Functions don't have a type calculated for them like expressions, but need to be checked. For these we just write ok if they successfully type-check.

(fun (f x1 x2 ...) e) : ok        # case for un-annotated functions
  when [x1 : Any][x2 : Any]... e : Any

(fun (f (x1 : T1) (x2 : T2) ...) -> T e) # case for annotated functions
  when [x1 : T1][x2 : T2]... e : T

These rules refer to union ∪ and subtyping ≤, which are defined as:

∀ T . T ∪ Any = Any
∀ T . Any ∪ T = Any
∀ T . T ∪ T = T
∀ T . T ∪ Nothing = T
∀ T . Nothing ∪ T = T
Num ∪ Bool = Any
Bool ∪ Num = Any

∀ T . T ≤ T = true
∀ T . T ≤ Any = true
∀ T . Nothing ≤ T = true

Implementation

Your task is to add a new mode to your compiler for type checking, following the typing rules above, and to add syntax and semantics for cast expressions and functions with annotations.

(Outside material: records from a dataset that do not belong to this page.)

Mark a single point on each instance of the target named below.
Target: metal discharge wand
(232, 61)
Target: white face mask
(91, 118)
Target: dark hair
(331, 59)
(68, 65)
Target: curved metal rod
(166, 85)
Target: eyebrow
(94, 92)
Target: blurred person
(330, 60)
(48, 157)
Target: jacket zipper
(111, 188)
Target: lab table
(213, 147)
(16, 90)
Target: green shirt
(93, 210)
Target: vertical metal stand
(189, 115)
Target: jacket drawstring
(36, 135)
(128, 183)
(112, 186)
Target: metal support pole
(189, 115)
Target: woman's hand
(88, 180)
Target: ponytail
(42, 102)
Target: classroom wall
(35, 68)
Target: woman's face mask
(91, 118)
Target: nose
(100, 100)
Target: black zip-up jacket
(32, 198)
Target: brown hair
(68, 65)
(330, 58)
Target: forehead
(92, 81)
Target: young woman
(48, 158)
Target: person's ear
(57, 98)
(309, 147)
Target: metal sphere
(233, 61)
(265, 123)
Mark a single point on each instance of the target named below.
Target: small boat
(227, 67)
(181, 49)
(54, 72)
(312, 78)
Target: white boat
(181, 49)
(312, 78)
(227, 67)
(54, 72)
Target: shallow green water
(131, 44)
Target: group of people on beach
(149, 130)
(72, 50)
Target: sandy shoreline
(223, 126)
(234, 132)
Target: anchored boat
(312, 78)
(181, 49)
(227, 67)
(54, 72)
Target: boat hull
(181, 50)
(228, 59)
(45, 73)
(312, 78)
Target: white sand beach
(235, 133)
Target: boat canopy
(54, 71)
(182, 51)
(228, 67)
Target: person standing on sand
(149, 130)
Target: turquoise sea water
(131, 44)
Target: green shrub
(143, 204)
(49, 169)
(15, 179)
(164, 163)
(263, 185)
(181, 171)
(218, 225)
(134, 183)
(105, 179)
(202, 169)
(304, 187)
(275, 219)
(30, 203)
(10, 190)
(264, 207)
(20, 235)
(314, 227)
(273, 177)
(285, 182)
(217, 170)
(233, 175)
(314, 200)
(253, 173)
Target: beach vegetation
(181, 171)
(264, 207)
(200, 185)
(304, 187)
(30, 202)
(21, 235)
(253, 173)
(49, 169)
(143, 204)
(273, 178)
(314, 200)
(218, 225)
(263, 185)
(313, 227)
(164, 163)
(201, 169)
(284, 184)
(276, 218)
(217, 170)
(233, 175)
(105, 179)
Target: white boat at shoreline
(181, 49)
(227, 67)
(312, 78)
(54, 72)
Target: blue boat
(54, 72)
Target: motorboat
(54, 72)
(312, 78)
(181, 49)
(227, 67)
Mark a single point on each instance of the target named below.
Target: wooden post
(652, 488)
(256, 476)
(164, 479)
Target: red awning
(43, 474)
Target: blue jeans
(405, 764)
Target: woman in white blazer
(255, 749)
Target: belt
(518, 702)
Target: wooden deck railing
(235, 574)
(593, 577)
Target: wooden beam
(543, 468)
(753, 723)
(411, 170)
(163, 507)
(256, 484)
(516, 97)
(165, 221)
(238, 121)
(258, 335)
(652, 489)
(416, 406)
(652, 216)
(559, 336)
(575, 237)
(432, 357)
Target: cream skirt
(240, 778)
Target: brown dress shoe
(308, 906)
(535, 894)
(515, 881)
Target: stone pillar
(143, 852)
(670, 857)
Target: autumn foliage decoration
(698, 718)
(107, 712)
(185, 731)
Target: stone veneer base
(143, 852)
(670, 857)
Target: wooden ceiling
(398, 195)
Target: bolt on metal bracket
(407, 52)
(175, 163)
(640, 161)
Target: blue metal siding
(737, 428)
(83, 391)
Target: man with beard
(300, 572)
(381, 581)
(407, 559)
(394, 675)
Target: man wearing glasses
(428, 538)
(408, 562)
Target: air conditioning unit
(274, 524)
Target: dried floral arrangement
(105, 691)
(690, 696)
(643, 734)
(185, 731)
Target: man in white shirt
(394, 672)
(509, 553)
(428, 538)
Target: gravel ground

Each of the existing options can have t added:

• -tc <prog>.snek <prog>.s should run the type checker, report any type errors as compile errors, and generate the compiled output if there were no compile errors
• -tg <prog>.snek <prog>.s <input> and -te <prog>.snek <input> should behave like -e and -g, except they should use the provided value of input to calculate input's type. That is they should use an updated rule for input that Γ input : Num and/or Γ input : Bool depending on what was provided
• -ti should behave like -i, but all REPL entries should be type-checked and only evaluated if they have no type errors
• Finally, -t <prog>.snek should just typecheck the program and report errors (if any), and if the program type-checks successfully it should print its type (one of Num, Bool, Any, Nothing)

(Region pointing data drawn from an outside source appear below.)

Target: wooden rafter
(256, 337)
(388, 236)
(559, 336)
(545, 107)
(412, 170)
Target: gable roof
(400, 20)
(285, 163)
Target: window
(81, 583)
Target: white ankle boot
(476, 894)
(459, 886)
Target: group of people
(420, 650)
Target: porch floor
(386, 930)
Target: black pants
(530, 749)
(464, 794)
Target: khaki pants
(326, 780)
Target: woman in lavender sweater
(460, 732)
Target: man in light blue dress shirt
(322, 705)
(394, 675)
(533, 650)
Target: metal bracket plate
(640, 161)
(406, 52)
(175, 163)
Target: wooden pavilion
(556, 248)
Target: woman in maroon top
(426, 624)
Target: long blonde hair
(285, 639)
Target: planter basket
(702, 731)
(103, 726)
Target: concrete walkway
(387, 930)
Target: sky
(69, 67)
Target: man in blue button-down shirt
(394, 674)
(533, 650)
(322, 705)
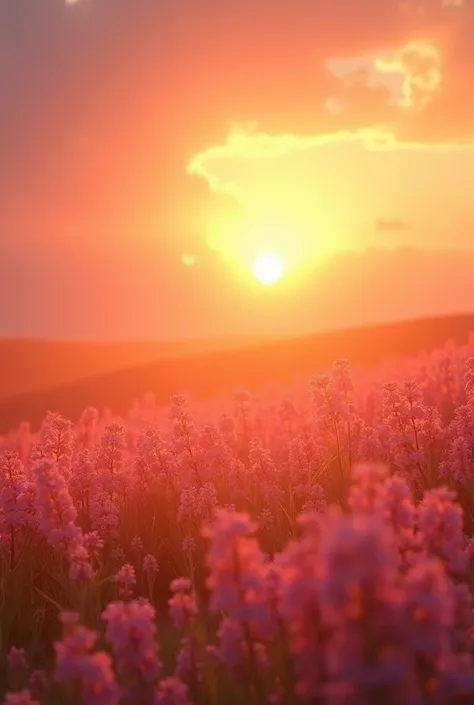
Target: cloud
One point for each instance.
(314, 195)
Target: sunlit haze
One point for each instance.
(153, 151)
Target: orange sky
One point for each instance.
(150, 150)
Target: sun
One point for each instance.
(268, 268)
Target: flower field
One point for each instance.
(309, 545)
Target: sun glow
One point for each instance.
(268, 268)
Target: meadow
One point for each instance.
(307, 545)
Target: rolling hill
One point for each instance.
(208, 372)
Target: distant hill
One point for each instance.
(34, 365)
(210, 372)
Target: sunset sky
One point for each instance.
(150, 150)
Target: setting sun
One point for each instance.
(268, 269)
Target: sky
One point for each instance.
(150, 150)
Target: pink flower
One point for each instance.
(150, 564)
(55, 507)
(171, 691)
(183, 608)
(23, 697)
(76, 663)
(16, 659)
(126, 580)
(131, 632)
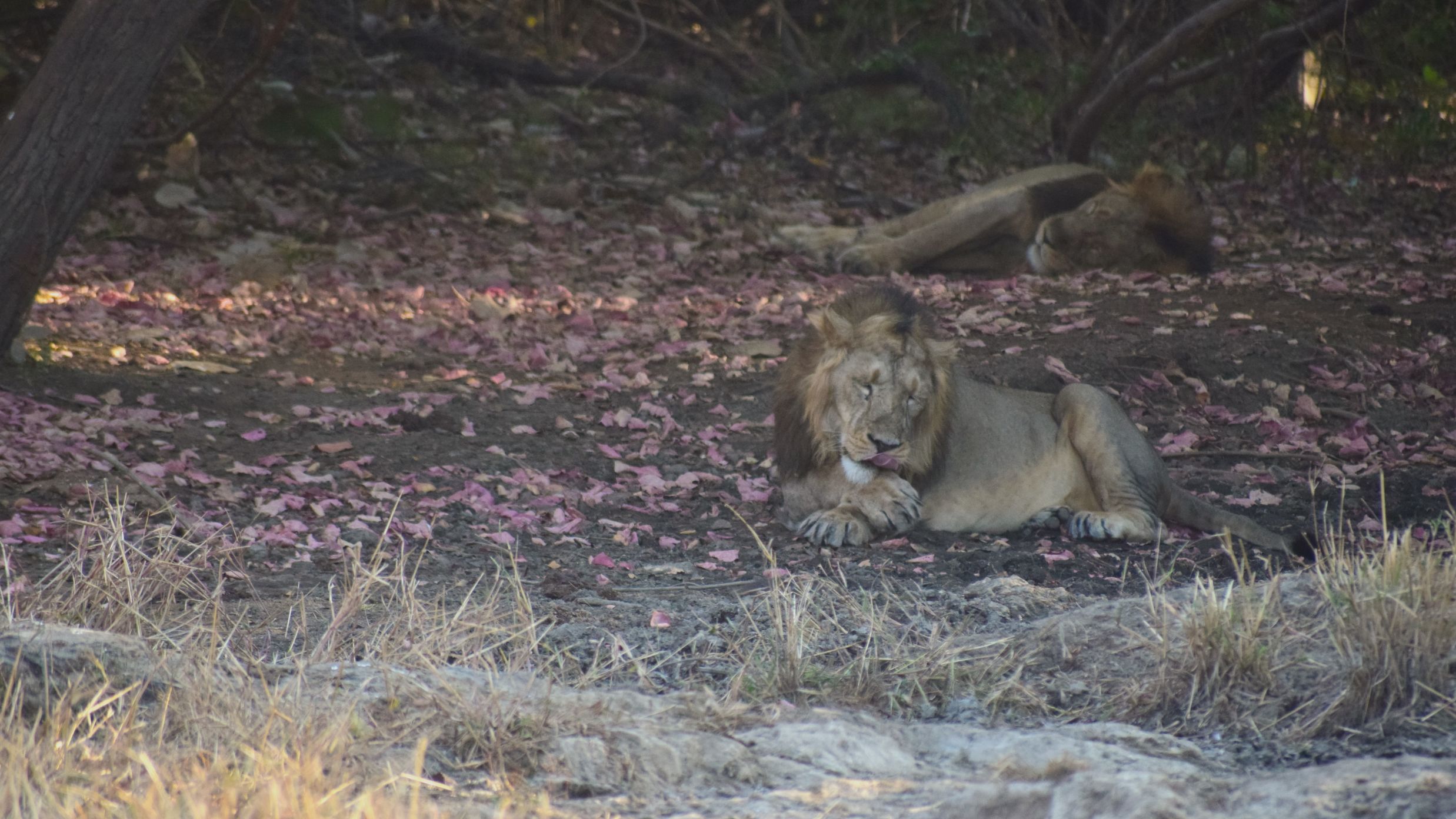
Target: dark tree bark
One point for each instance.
(66, 129)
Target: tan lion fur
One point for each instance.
(1059, 218)
(877, 430)
(872, 318)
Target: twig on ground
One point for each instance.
(694, 586)
(1248, 454)
(1385, 438)
(185, 518)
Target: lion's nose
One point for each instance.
(884, 445)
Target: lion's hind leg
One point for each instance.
(1124, 474)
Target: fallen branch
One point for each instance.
(739, 74)
(1310, 457)
(1294, 35)
(265, 50)
(182, 517)
(1127, 84)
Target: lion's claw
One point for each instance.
(891, 499)
(839, 527)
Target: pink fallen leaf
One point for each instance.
(1059, 369)
(151, 470)
(1082, 324)
(1307, 408)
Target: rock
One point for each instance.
(48, 661)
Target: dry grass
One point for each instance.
(1365, 649)
(810, 639)
(223, 740)
(1218, 650)
(1392, 622)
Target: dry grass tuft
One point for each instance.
(1392, 621)
(813, 639)
(223, 737)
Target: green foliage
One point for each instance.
(384, 117)
(308, 117)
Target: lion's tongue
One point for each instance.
(886, 461)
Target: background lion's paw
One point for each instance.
(839, 527)
(816, 239)
(867, 260)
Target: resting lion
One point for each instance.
(877, 430)
(1059, 218)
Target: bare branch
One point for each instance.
(1295, 35)
(1127, 84)
(739, 74)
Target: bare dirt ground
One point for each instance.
(577, 381)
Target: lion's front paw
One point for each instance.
(839, 527)
(868, 260)
(888, 502)
(1113, 527)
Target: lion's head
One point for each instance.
(1151, 224)
(869, 387)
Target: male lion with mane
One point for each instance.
(877, 430)
(1059, 218)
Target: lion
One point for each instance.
(877, 430)
(1059, 218)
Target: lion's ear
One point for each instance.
(833, 327)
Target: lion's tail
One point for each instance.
(817, 239)
(1194, 512)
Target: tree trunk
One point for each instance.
(69, 123)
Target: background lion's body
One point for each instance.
(989, 231)
(980, 458)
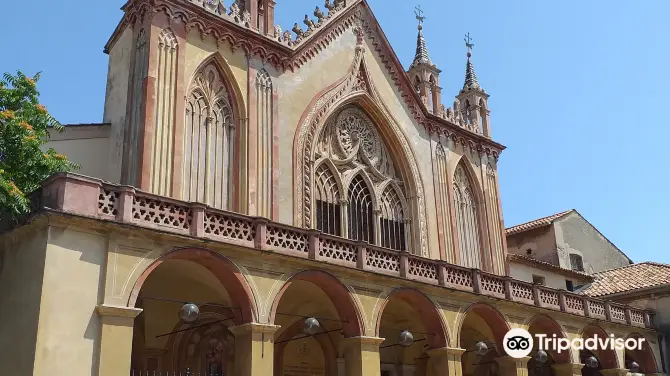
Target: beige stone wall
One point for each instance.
(296, 91)
(21, 282)
(86, 145)
(554, 280)
(541, 242)
(69, 327)
(116, 98)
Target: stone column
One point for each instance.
(614, 372)
(116, 339)
(361, 356)
(508, 366)
(445, 361)
(568, 369)
(254, 349)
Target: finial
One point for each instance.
(419, 15)
(468, 43)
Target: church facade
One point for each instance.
(273, 202)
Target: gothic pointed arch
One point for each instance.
(468, 220)
(354, 126)
(328, 195)
(211, 142)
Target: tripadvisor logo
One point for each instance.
(518, 343)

We suggest some error messages above, but for type errors we only require that the printed message say “Type error” somewhere. It can be complicated to define which error should be reported first in large programs, etc, so we are defining things such that if a program type-checks, it calculates the type for main, and if it does not, it has some static error that says “Type error”.

Note that you should not need to change any existing cases in code generation, just add 2 (straightforward) cases for annotated definitions and for cast. The vast majority of the work should just be for implementing the type checker.

Examples

When not in type-checking mode, all programs should behave exactly the same as they did on Diamondback.

The following examples all asssume type-checking mode is on.

• # No type errors, produces 25:
  (fun (f (x : Num) (y : Num)) -> Num
    (+ (* x x) (* y y)))
  (f 3 4)
  

• # No type errors, produces 25
  (fun (f x y)
    (let ((x (cast Num x)) (y (cast Num y)))
      (+ (* x x) (* y y))))
  (f 3 4)
  

• # Type error because `x` has type `Any` in `(* x x)` which is not allowed
  (fun (f x y)
    (+ (* x x) (* y y)))
  (f 3 4)
  

• # Type-checks with type Nothing
  (loop 0)
  

• # Type-checks with type Anything
  (loop (block (break 1) (break true)))
  

• # Type-checks with type Num
  (loop (let (x 100) (if (> (cast Num input) x) (break x) (break 100))))
  

• # Type-checks with type Anything
  (if (isnum input) input false)
  

• # Type error
  (+ input 3)
  

• # Type-checks with type Num 
  (+ (cast Num input) 3)
  

Refactoring and Cleanup

As part of this assignment, you should also do refactorings and cleanups to your compiler. We want you to make 2 commits that are solely for improving your compiler's code quality without adding new features. These commits should do one of:

• Reduce the number of lines of code by removing duplication or simplifying repeated patterns
• Move code into places that you find more logical (could be separate files, or could just be organization in the file)
• Add comments or change formatting of the generated assembly to make it easier to debug
• Add (conditional) print statements or other information-gathering code to your compiler to help with debugging

Make the commits, and then show them with git show <commit-hash-here>, and put that output into files improvement-commit1.txt and improvement-commit2.txt, e.g.:

git show 435ccbcbecfb60339c4cb7011cad2c965325d869 > improvement-commit1.txt
git show 9dec3506e902ca32f80bd536b5cd79679ec729d0 > improvement-commit2.txt

Include these files with your submission.